My parents immigrated to the US in 1988 to fulfill their dreams of owning a home with a backyard in a neighborhood where their children could ride their bikes freely. It was challenging. They came here with nothing; my mother cleaned airplanes, while my father was a bus driver. With no college degrees of their own, my parents fought to give their children a chance for a better life. They struggled to build their legacy and reminded us daily that if we worked hard enough, we could make it anywhere. I kept that sentiment after my college graduation when I decided to leave my small town and take a chance to find success in New York City. I arrived in the middle of Times Square in 2012 with no job or apartment lined up. My early jobs varied from distributing flyers, cleaning offices, and even tagging clothes for Fashion Week.
Finding My Own Way
Life seemed uncertain, and I understood there were no guarantees. I found myself wondering many times if I had made a mistake. I struggled with how unprepared I was and the failures and missteps that followed. There is a frame on my wall today that holds my one-way ticket to NYC and a crumpled napkin I scribbled on with the basics I needed to make it: food, shelter, job, and transportation. I kept these items close each time I moved. One room I rented turned into an unsafe situation, but I couldn’t afford a new place. I ended up sleeping on the floor at one of my jobs until a friend I met through work let me stay on their couch. Then a family gave me a room in exchange for babysitting and cleaning. They didn’t let me pay rent so I could save enough for an apartment.
That period of my life was difficult and humbling, but I’m grateful to those who showed me kindness and the little things that reminded me of my mission. I looked at these trials as learning opportunities that were preparing me for a future I could not see.

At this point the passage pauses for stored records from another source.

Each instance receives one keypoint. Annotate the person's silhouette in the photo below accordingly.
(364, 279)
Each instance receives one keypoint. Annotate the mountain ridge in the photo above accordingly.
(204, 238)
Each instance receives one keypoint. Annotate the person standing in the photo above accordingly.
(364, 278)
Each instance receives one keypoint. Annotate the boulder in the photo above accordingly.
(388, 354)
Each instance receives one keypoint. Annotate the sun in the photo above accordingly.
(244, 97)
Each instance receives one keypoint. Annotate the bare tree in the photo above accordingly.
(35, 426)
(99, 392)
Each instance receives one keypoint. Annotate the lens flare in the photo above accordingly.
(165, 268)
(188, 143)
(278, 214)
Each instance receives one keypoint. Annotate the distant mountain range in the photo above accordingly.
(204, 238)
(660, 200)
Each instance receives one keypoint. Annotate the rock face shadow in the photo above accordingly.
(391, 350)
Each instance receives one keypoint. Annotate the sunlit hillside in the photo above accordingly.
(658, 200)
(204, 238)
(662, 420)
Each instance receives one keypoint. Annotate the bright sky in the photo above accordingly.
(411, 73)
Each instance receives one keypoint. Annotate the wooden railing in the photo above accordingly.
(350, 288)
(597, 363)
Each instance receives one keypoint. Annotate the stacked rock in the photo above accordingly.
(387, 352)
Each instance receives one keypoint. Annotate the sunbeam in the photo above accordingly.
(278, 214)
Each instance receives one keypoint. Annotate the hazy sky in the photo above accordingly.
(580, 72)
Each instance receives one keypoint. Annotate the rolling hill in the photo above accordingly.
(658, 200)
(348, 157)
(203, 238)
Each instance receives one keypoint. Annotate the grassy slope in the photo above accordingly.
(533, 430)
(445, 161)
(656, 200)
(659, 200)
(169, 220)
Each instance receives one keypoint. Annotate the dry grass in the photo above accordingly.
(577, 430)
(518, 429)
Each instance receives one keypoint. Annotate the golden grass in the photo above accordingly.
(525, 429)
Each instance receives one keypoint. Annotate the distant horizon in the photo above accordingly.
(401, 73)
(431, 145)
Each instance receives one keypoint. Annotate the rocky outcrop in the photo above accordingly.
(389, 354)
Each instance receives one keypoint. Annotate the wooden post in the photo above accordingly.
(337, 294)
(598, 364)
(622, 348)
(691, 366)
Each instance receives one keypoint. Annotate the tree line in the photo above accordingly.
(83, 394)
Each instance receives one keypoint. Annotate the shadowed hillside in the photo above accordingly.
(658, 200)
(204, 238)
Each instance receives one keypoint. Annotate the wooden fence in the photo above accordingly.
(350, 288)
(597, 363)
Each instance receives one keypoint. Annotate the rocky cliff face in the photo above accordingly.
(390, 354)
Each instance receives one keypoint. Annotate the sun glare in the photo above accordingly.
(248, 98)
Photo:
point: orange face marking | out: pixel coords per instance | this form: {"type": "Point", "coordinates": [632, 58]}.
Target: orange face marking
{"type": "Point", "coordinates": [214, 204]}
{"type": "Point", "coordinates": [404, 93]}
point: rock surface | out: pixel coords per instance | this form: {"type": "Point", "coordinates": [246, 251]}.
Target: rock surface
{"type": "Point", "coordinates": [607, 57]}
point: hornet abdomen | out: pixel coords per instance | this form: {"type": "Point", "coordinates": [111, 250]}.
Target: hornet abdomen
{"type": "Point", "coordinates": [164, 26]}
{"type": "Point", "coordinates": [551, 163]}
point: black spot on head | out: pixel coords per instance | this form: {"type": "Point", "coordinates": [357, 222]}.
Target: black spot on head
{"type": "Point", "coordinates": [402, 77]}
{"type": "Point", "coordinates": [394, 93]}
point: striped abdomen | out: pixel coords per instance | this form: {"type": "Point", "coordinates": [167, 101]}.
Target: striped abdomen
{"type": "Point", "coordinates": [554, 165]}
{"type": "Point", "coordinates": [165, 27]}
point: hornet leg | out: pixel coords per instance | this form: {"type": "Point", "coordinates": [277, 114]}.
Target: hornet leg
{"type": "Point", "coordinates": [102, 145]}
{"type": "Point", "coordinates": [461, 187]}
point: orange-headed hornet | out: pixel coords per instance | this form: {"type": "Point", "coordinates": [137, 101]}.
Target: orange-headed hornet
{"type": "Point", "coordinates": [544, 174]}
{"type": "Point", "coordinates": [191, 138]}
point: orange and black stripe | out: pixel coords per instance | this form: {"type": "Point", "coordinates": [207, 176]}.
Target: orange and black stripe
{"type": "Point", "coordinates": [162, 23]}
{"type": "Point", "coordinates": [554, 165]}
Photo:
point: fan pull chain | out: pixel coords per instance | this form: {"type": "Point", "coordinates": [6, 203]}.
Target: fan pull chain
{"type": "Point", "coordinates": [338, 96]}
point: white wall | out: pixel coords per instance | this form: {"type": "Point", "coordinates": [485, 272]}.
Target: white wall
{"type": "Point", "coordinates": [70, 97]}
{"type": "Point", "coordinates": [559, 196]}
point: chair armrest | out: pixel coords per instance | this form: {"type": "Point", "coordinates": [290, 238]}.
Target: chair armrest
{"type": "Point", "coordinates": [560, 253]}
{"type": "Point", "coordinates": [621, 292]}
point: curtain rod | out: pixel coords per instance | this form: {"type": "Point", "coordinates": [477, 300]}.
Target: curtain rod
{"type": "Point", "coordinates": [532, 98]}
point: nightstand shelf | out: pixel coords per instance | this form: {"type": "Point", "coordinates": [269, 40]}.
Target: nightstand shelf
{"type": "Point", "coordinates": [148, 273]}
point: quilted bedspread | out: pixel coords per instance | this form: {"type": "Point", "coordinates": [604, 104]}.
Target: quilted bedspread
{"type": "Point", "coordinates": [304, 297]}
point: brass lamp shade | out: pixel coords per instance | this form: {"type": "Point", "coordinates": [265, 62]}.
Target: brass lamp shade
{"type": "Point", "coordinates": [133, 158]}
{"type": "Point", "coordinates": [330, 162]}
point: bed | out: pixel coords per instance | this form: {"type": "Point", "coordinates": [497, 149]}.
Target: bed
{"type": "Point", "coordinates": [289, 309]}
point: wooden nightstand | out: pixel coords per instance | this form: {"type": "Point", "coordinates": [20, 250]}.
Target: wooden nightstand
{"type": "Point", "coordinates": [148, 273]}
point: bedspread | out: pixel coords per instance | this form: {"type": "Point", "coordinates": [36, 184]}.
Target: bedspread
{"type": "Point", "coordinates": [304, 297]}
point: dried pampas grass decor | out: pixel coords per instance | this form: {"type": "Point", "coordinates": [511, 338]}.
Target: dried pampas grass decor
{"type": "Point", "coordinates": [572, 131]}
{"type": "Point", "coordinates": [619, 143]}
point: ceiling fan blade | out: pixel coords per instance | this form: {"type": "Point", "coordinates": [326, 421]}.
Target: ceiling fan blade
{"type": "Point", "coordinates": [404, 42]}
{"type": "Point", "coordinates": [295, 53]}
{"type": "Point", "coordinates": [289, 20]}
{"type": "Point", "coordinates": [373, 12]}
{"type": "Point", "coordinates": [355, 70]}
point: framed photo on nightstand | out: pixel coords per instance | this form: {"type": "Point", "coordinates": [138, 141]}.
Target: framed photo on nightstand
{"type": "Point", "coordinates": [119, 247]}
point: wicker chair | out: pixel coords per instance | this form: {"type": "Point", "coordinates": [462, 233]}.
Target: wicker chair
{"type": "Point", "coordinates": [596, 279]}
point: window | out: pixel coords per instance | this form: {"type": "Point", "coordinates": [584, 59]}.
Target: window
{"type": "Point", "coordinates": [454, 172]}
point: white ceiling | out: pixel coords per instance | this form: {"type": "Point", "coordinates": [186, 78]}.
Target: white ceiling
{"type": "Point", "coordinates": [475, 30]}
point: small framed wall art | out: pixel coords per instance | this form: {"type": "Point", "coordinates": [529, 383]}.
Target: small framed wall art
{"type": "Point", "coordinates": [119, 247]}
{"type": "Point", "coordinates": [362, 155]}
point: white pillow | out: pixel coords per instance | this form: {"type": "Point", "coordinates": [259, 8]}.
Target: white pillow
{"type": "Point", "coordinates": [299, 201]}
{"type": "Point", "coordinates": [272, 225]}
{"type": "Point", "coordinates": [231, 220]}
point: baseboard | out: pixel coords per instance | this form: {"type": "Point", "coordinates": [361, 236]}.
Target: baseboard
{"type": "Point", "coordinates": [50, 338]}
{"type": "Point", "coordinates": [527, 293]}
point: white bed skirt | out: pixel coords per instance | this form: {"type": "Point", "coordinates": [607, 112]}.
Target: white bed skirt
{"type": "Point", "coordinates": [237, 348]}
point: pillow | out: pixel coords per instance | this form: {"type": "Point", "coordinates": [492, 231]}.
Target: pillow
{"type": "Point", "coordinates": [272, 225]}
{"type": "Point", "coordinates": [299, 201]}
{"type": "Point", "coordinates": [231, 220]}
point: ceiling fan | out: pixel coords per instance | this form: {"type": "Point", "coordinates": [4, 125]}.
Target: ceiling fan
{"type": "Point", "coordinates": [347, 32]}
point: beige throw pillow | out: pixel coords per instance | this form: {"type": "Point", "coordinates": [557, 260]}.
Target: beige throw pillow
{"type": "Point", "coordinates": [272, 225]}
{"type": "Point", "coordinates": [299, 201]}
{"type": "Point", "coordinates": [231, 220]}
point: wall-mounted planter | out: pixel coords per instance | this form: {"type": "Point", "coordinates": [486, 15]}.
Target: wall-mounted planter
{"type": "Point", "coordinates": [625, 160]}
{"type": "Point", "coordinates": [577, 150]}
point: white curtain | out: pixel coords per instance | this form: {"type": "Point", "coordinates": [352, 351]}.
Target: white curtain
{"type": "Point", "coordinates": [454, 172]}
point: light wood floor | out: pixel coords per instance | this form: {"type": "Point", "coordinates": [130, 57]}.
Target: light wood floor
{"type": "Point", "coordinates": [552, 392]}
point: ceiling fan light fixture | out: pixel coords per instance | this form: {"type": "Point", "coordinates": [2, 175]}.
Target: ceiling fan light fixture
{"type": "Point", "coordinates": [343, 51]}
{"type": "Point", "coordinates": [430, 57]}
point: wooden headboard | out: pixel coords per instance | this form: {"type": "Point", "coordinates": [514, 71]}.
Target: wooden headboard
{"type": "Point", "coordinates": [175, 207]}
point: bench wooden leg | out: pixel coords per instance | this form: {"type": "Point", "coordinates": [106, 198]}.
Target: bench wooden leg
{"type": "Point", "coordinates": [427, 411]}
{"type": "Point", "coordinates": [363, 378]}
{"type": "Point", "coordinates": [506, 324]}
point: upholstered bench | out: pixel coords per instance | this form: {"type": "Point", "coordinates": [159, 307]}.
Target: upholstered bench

When I kept getting rejections and no responses to job applications, I had to take initiative and ask for help or I wouldn’t make rent. Unfortunately, I didn’t do this right away and it took me botching a major interview, which I originally thought went well, to show that my blindspots were keeping me from advancing to the next round. At this point, I was now willing and motivated to ask for feedback. I had the drive to move forward, but I needed input on how to get to where I wanted.
The Turning Point
I emailed a staffing consultant and met with her to go over my resume and how to navigate interviews. It was terrifying to showcase my imperfections and have my interview responses and emails picked apart. I admit it didn’t feel great after the initial session, and I wasn’t getting job offers immediately. I continued to show up, despite my discomfort and embarrassment, because I wanted to achieve my goals of working and living in Manhattan. She helped me find temp jobs during the week while I babysat on the weekends. I listened to her recommendations, and eventually she called to say I landed a full-time position. I cried on the subway platform when I got the news; it was the first time I had been offered a salary.
Eight years later, I’m still working in Manhattan, but my goals and struggles look different now than when I moved here. I continue to work on my strengths and my blindspots, as difficult as it can be sometimes, even if it means asking for help again. I take every opportunity to learn from others as well as offer guidance to those just starting out like I did. During hard times, we can lean into each other and lend our expertise and time to help those in need. It’s those moments when we can be of service that help us put things in perspective and focus less on what we don’t have.
Each of us will continue to face different struggles and setbacks in life, but the dreams we have for ourselves and our families push us to show up every day. The lessons we learn and the feedback we receive in the midst of it are what propel our dreams forward. Building a legacy doesn’t happen overnight; my story isn’t over yet and neither is yours. The journey itself can create incredible meaning in one’s life and for later generations. Just like for my parents, who, after 16 years, were finally able to show me and my brothers our new home with a backyard. They were happy to say they had finally made it.